L’impianto ha ottenuto tutte le autorizzazioni previste dagli organi competenti, compresa la VIA – Valutazione di Impatto Ambientale – e i pareri favorevoli regionali. Non solo: la Regione Siciliana ha ritenuto l’opera ambientalmente compatibile e strategica, finanziandola con circa 5 milioni di euro.
Per questo sorprende vedere oggi Germanà trasformarsi improvvisamente in ambientalista militante, salvo poi sostenere senza alcuna esitazione opere enormemente più impattanti come il Ponte sullo Stretto, voluto a tutti i costi dal suo leader politico Matteo Salvini.
La domanda è semplice: perché su alcune opere si invoca il progresso ad ogni costo e su altre si cavalcano paure e proteste solo perché conviene elettoralmente?
Qui siamo davanti all’ambientalismo a intermittenza: quello che cambia posizione in base alla convenienza politica del momento.
Continuare a parlare di ‘bomba ecologica’ senza alcun supporto tecnico significa soltanto fare propaganda e alimentare allarmismi.
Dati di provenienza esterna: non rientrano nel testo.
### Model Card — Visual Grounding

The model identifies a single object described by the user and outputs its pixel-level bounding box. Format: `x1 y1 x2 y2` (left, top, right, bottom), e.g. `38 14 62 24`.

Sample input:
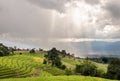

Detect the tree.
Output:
75 60 97 76
0 43 10 56
30 48 35 53
107 59 120 80
45 48 62 67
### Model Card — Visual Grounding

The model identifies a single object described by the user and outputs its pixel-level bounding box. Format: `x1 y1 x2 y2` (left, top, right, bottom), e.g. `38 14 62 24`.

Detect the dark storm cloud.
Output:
105 0 120 19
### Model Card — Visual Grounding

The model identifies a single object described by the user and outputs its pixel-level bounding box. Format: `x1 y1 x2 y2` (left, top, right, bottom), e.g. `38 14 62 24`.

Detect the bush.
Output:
106 59 120 80
43 59 47 64
0 43 10 56
75 60 97 76
65 69 73 76
60 65 66 70
95 69 105 77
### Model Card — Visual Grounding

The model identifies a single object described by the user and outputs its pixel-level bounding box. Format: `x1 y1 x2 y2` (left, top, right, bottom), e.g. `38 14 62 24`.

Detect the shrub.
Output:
60 65 66 70
75 60 97 76
65 69 73 76
106 59 120 80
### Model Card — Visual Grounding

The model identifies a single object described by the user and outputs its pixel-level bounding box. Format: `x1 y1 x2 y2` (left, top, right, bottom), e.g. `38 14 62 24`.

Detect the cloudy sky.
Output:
0 0 120 56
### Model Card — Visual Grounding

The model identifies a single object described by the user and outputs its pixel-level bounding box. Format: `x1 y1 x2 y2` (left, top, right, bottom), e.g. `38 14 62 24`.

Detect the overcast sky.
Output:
0 0 120 56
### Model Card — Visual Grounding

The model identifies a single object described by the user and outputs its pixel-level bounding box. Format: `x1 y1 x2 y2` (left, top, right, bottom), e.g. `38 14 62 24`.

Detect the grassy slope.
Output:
0 76 117 81
0 52 117 81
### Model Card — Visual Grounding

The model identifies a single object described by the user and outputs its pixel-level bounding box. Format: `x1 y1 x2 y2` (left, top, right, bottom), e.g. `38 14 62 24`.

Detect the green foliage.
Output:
30 48 35 53
60 65 66 70
75 60 97 76
65 69 73 75
107 59 120 80
45 48 62 67
0 76 116 81
43 59 47 64
0 44 10 56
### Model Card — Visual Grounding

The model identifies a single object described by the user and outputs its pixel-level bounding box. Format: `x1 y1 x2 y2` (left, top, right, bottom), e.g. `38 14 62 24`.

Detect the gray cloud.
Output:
29 0 69 13
105 0 120 19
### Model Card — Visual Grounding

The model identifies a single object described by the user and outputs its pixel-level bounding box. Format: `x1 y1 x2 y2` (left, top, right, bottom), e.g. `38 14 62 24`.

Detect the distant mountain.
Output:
73 41 120 58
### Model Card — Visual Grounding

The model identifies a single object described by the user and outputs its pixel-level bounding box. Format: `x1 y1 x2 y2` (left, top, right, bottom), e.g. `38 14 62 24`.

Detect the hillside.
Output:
0 52 117 81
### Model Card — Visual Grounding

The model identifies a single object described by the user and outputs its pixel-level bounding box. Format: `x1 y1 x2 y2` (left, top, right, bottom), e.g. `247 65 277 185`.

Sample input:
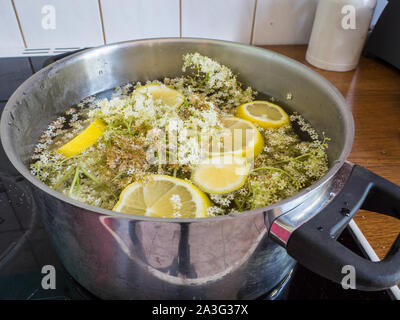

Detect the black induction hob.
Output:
0 57 393 300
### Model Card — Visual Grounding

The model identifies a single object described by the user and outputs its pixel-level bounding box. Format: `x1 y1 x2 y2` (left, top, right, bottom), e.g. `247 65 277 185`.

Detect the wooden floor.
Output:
263 45 400 258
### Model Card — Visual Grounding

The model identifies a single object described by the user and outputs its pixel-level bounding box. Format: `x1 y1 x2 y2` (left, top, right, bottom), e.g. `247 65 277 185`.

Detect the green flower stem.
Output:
251 167 300 187
53 167 74 189
68 167 79 198
80 167 100 184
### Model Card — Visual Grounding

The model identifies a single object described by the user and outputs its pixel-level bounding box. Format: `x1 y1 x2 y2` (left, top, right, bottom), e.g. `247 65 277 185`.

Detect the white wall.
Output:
0 0 387 56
E trovo paradossale che chi fa parte della maggioranza che governa la Regione attacchi oggi un progetto che la stessa Regione ha approvato e cofinanziato.
Colpisce inoltre la posizione di chi, fino a ieri sosteneva l’amministrazione Basile, e ha difeso pubblicamente il progetto e l’iter seguito dagli enti competenti, mentre oggi, improvvisamente e in piena campagna elettorale, sembra essersi riscoperto pentito e oppositore dell’impianto.
Anche questo trasformismo politico a corrente alternata racconta bene quanto, attorno a questa vicenda, qualcuno stia provando a inseguire convenienze elettorali.
Noi continueremo ad affrontare il tema con serietà, senza slogan e senza utilizzare le paure dei cittadini come strumento di propaganda elettorale.”